Você também pode substituir os momentos de angústia por cenas de final de episódio que proporcionam um grande impacto emocional inesperado, como quando Holger, tio de Laura, aparece na casa de sua mãe e lhe dá dinheiro. De repente você percebe que esse homem rude e violento passou a vida inteira se sentindo inferior, desprezado por ela, sua grande irmã jornalista. E ele quer provar para a irmã que a ama e que não é um vagabundo desesperado.

Vinterberg: Eu tentei fornecer alguns obstáculos. Uma coisa difícil é que o público, os telespectadores, se tornaram muito mais sofisticados do que imaginávamos e não querem que os suspenses sejam muito estúpidos. Eles se acostumaram com as séries de TV agora. Eu uso muito públicos de teste. Em “Outra Rodada, fizemos 19 exibições antes do final e essas foram cruciais. Eles nos contaram coisas muito, muito importantes. Nos primeiros 10 testes, as pessoas perguntavam: “Sobre o que é esse filme? Então é sobre Mads Mikkelsen, um alcoólatra que começa a beber novamente.” Eu estava tipo, “Não, não”. Houve muitas notas muito sofisticadas e inteligentes provenientes de audiências de teste e falando sobre suspense. Chega um ponto em que você fala mal para um público com suspense.

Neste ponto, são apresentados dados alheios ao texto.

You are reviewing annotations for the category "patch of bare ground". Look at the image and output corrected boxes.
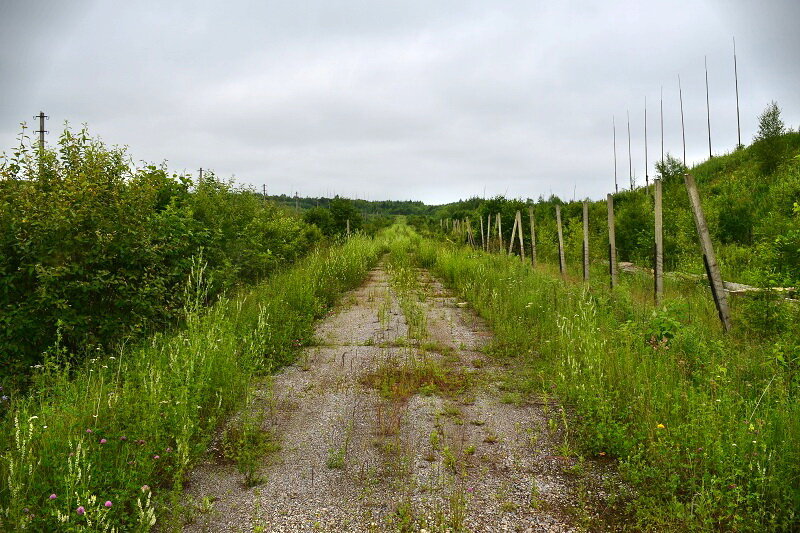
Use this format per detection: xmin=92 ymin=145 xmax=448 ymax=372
xmin=184 ymin=267 xmax=617 ymax=531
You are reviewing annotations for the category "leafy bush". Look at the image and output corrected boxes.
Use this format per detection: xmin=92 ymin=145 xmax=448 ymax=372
xmin=0 ymin=124 xmax=321 ymax=380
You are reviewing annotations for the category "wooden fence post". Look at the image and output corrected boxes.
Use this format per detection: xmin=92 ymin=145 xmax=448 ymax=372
xmin=583 ymin=200 xmax=589 ymax=281
xmin=683 ymin=172 xmax=731 ymax=332
xmin=556 ymin=204 xmax=567 ymax=276
xmin=508 ymin=216 xmax=517 ymax=255
xmin=497 ymin=213 xmax=506 ymax=252
xmin=528 ymin=206 xmax=536 ymax=266
xmin=606 ymin=194 xmax=617 ymax=289
xmin=653 ymin=178 xmax=664 ymax=305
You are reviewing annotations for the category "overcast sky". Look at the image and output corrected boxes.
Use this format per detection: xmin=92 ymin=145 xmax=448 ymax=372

Um dos principais elementos dramáticos dos primeiros trechos da série e possivelmente o principal impulsionador da trama de toda a série é uma possível maioridade, o primeiro amor maduro de dois jovens que encontraram o primeiro amor ou o amor de seus vidas.

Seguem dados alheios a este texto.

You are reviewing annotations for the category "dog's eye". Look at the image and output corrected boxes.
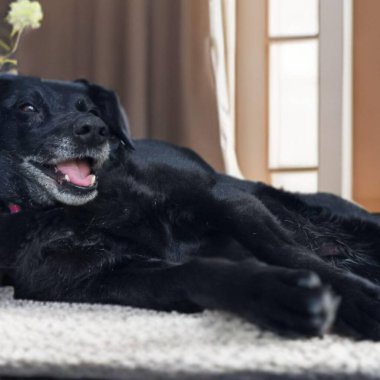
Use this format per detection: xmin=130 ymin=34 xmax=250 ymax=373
xmin=88 ymin=109 xmax=100 ymax=117
xmin=18 ymin=103 xmax=38 ymax=112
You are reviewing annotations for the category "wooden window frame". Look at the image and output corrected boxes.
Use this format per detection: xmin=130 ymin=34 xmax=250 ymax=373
xmin=236 ymin=0 xmax=353 ymax=199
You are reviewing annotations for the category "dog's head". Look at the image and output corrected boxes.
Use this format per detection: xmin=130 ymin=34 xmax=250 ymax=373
xmin=0 ymin=75 xmax=132 ymax=206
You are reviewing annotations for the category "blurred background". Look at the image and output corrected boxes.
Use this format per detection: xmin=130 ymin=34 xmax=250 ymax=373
xmin=0 ymin=0 xmax=380 ymax=211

Vinterberg: Ao fazer uma série sobre o fim do nosso mundo aqui na Dinamarca, estou tentando criar uma história sobre resiliência e esperança. Senti que a juventude estava representando isso. Agarrei aquele elemento de eletricidade, ingenuidade e juventude filmando “Another Round”. Sempre gostei de filmar Mads Mikkelsen, mas gostei muito quando a câmera girou para a esquerda e vi todos esses jovens com uma sensação de ignição. Eu queria trazer isso para esta série como um sinal de resiliência e esperança para o futuro.